The Simon Wiesenthal Center announced today it has acquired "the most significant document in its 34-year history," a four-page letter signed by Adolf Hitler, dated September 16, 1919, six years before the publication of "Mein Kampf." The letter describes Hitler's hatred of Jews and calls for "the uncompromising removal of the Jews altogether." The letter will be displayed at the Museum of Tolerance on Pico Boulevard, beginning July 16. From the flackage:
What began as a private letter, one man's opinion, twenty-two years later became the 'Magna Carta' of an entire nation and led to the nearly total extinction of the Jewish people. This is an important lesson for future generations," said Rabbi Marvin Hier, Wiesenthal Center Dean and Founder. "Demagogues mean what they say and given the opportunity, carry out what they promise," he concluded.

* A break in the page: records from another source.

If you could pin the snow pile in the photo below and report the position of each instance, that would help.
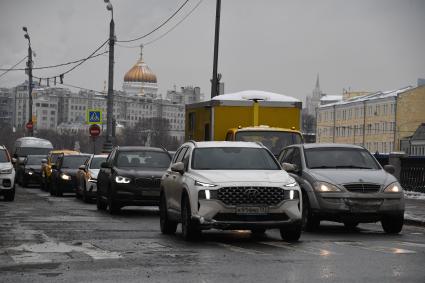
(414, 195)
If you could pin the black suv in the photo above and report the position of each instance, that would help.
(64, 173)
(131, 176)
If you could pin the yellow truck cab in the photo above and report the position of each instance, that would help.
(46, 166)
(271, 118)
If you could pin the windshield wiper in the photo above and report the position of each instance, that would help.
(321, 167)
(352, 166)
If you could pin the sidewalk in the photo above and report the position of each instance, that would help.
(415, 208)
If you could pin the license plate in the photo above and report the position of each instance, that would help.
(252, 210)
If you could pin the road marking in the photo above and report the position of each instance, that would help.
(383, 249)
(308, 250)
(242, 250)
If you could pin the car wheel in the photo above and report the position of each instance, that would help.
(309, 221)
(350, 225)
(291, 233)
(113, 207)
(190, 230)
(168, 227)
(10, 195)
(392, 224)
(101, 205)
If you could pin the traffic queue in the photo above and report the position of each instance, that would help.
(219, 184)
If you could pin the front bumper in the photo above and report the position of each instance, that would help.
(215, 214)
(361, 207)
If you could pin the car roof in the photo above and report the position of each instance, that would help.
(327, 145)
(228, 144)
(139, 148)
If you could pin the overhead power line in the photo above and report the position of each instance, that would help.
(158, 27)
(170, 30)
(73, 68)
(58, 65)
(11, 68)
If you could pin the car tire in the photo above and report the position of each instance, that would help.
(113, 207)
(167, 226)
(291, 233)
(351, 225)
(309, 221)
(392, 224)
(101, 205)
(190, 229)
(10, 195)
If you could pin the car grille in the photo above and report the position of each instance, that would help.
(242, 218)
(251, 195)
(148, 182)
(362, 188)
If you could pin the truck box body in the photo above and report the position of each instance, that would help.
(210, 120)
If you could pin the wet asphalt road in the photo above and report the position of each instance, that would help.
(52, 239)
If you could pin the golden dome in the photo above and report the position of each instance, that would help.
(140, 72)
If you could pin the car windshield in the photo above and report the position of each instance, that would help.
(95, 163)
(3, 156)
(34, 159)
(143, 159)
(339, 158)
(273, 140)
(233, 158)
(73, 162)
(24, 151)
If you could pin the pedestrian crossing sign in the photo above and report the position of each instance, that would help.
(94, 116)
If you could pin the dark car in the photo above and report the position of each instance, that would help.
(64, 173)
(131, 176)
(29, 170)
(344, 183)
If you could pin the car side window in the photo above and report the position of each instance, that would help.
(181, 154)
(296, 157)
(287, 158)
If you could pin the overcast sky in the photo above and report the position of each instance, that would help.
(277, 46)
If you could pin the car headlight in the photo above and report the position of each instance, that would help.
(323, 187)
(122, 180)
(202, 184)
(65, 177)
(393, 188)
(290, 185)
(6, 171)
(207, 194)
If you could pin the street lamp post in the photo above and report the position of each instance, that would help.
(107, 146)
(29, 70)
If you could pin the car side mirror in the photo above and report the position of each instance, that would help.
(290, 168)
(105, 165)
(178, 167)
(390, 169)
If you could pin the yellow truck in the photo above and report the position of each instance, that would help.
(270, 118)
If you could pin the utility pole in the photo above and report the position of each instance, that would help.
(215, 79)
(107, 146)
(29, 70)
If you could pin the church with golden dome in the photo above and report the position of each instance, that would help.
(140, 80)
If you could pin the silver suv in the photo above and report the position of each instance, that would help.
(344, 183)
(228, 185)
(7, 175)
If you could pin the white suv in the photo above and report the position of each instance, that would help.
(228, 185)
(7, 175)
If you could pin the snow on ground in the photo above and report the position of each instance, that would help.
(414, 195)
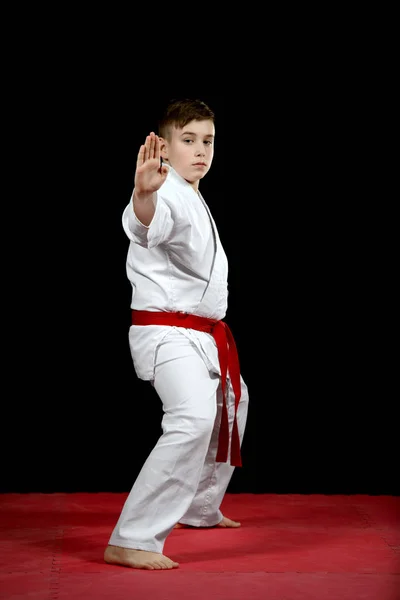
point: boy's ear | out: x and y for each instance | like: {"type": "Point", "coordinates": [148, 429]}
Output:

The New York Times story begins:
In 1919, a soldier in Munich discovered that he could galvanize small groups of fellow trench warfare veterans with virulently anti-Semitic oratory. A superior officer, impressed with the soldier’s oral skills, asked him to commit his ideas to paper.
Thus came into existence the first written record of Adolf Hitler’s obsessive hostility toward Jews, an embryonic form of the worldview that would later lead to the Holocaust and millions of deaths.